North Korean leader Kim Jong Un has dismissed the United States' offer to resume a dialogue but says he is open to improving ties with South Korea.
In a speech published Thursday in North Korean state media, Kim said the willingness of the U.S. to hold talks was only a "show" to cover up what he called Washington's "hostile policy."
"There is no change in the U.S. military threat to and hostile policy toward us at all, and instead, their expressions and methods get more cunning," Kim said, according to the Korean Central News Agency.
The administration of U.S. President Joe Biden has repeatedly called for North Korea to resume negotiations, stalled since 2019, on the country's nuclear program.
Responding to Kim's speech, the State Department stressed in an email to the VOA Korean Service that the U.S. "harbors no hostile intent" toward North Korea, whose official name is the Democratic People's Republic of Korea.
"Our policy calls for a calibrated, practical approach that is open to and will explore diplomacy with the DPRK to make tangible progress that increases the security of the United States, our allies, and our deployed forces. We are prepared to meet with the DPRK without preconditions.
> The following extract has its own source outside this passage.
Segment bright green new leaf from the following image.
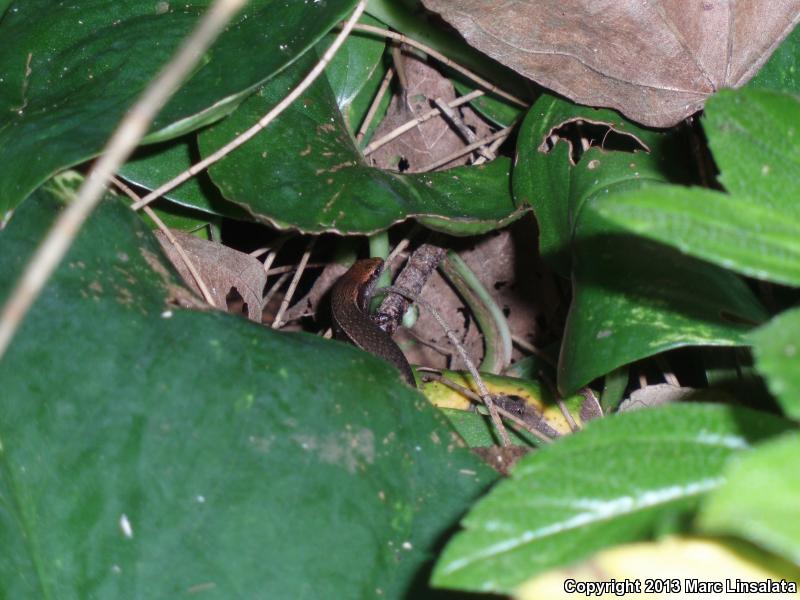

We hope the DPRK will respond positively to our outreach," the U.S. statement read.
Kim delivered his speech Wednesday, the same day North Korea announced the details of its latest weapons test, which involved a new hypersonic missile apparently designed to evade U.S. missile defenses.
North Korea has conducted three missile tests this month, even as it signals it is open to dialogue with its neighbor South Korea.
In his speech, Kim said he would consider reestablishing communications hotlines with South Korea starting in early October.
Pyongyang opened the hotlines in late July for the first time in about a year, but it severed them two weeks later, after the U.S. and South Korea decided to move ahead with annual joint military drills that North Korea sees as a provocation.
Earlier this week, Kim Yo Jong, a senior North Korean official and sister of Kim Jong Un, said Pyongyang would also consider an inter-Korean summit as well as a formal declaration ending the Korean War of 1950-53.
The moves create a tricky situation for South Korean President Moon Jae-in, a left-leaning politician who wants to resume talks with North Korea before his single presidential term expires in May.
The North's strategy is unsurprising to many analysts, who say Pyongyang wants to both build up its nuclear deterrent and put pressure on the U.S.-South Korea alliance.
"There's nothing new here," said Jenny Town, a North Korea specialist with the Washington-based Stimson Center.
Though it's not clear if the coming months will see the reestablishment of inter-Korean talks, Pyongyang has hinted it will not stop its weapons tests anytime soon.
In a speech Monday at the United Nations General Assembly, North Korean diplomat Kim Song defended his country's nuclear missile advancement, calling it a response to the "hostile policy" of the United States and South Korea.
"Nobody can deny the righteous right to self-defense for (North Korea) to develop, test, manufacture and possess the weapons systems equivalent to the ones which are possessed or being developed by" the United States and South Korea, Kim said.
The North Korean ambassador also condemned the presence of U.S. troops in South Korea, recent U.S.-South Korea military exercises and South Korea's military buildup.